Katha Pollitt (BSS #143)

Katha Pollitt is most recently the author of Learning to Drive.

Condition of Mr. Segundo: Dwelling on legal inconsistencies.

Author: Katha Pollitt

Subjects Discussed: The pragmatism in learning to drive, being lazy, observation as a strength and weakness, “webstalking” vs. Googling, responding to Toni Bentley’s review, what a feminist is supposed to be, whether or not Susan Salter Reynolds has a sense of humor, on writing life stories, Deborah Solomon, the book vs. the person, the politics of writing, whether or not “men are rats,” double entendres, inflammatory reactions, the specifics of sentences, being picked apart in The Nation, reader interpretation, meteorological solecisms, humor and sadness, observation, driving with other cars on the road, Saul Bellow’s “departure mode,” the creative destruction of New York, landmarks being torn down, Coney Island, individual writing vs. community, parental secrets, public information, self-analysis, structuring, poetry, women cast under a spell, Anais Nin, dropping romance, “sperm sisters,” and writing stories.

EXCERPT FROM SHOW:

Pollitt: Well, this is the great thing about writing. You don’t have to give everybody a vote. You are not the community board. You’re you. I write what I think. And if somebody else feels differently, they can write their own story. Now in the real world, the people who didn’t like Coney Island won. They won.

Correspondent: I know.

Pollitt: And the people who do like Coney Island lost out. And I think that they tend to lose out. They tend to lose out. Because I think kind of a mass and corporate development is really zooming ahead in a way that, I think, is very sad.

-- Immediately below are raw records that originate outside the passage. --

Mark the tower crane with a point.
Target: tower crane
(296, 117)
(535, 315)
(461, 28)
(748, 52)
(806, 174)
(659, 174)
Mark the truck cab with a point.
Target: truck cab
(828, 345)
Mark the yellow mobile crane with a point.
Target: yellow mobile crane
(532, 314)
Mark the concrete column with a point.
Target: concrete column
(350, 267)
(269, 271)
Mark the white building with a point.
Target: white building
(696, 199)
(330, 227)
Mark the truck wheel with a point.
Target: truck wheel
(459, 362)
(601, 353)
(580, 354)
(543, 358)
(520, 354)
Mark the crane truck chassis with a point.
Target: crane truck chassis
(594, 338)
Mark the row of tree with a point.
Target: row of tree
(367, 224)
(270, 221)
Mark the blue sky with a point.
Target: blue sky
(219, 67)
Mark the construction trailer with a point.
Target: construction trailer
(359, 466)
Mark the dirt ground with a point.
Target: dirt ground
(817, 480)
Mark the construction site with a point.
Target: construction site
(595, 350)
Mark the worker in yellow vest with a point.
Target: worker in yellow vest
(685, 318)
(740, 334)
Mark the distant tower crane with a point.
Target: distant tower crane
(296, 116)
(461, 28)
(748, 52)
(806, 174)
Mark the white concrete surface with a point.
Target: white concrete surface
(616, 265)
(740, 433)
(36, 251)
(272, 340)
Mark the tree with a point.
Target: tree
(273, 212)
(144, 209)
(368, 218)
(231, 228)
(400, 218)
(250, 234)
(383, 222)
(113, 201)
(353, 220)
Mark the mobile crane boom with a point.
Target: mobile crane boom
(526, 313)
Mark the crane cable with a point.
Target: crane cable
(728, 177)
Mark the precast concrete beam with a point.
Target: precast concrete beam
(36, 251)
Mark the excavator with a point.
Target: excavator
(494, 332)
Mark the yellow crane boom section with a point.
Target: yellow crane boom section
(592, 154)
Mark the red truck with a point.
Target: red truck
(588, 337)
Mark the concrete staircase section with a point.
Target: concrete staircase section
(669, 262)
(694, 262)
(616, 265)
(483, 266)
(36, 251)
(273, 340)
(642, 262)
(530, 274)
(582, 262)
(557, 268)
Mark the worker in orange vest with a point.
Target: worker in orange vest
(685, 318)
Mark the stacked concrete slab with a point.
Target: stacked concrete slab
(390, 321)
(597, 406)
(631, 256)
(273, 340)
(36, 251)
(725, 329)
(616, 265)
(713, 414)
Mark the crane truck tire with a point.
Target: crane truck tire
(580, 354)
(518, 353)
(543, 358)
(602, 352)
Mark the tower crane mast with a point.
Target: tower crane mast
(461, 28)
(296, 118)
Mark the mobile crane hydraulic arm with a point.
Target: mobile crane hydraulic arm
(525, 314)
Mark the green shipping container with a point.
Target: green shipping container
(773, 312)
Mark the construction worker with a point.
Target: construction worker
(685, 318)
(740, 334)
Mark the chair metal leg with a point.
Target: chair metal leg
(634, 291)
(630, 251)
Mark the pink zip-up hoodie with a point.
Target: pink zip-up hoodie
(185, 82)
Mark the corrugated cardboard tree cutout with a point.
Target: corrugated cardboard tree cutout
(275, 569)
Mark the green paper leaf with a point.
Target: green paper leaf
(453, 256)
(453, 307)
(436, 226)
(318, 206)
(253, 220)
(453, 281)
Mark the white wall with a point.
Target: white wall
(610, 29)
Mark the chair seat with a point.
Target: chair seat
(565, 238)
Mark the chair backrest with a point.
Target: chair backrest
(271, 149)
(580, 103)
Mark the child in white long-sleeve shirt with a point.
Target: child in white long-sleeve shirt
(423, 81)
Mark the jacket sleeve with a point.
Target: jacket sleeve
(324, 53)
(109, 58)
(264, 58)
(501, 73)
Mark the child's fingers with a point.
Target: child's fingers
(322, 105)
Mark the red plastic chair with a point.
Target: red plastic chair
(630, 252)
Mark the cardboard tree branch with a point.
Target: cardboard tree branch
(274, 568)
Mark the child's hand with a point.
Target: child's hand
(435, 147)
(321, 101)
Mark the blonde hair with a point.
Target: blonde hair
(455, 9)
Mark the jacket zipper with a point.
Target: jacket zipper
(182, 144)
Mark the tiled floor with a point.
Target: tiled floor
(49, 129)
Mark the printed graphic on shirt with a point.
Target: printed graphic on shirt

Correspondent: I’m going to come in here with a raging burst of optimism and say, yes, the Coney Island thing, I find that personally sad. I find many things about the world extremely sad. But one must have some sort of optimism, I guess, in order to kind of carry on. One must believe in something, believe in some sort of good to at least kind of carry on in the face of a lot of terror.

Pollitt: Oh sure!

Correspondent: So I guess I’m wondering why this was not so pronounced. You actually say in this particular piece, I’m going to come across as one of those “Back in my day” kind of people. So why not go for this more all-encompassing reality of what it is to be alive?

Pollitt: Well, I think that’s in other stories.

Correspondent: Okay.

Pollitt: I think that the piece, the book as a whole, does not convey the sense of a world-weary person.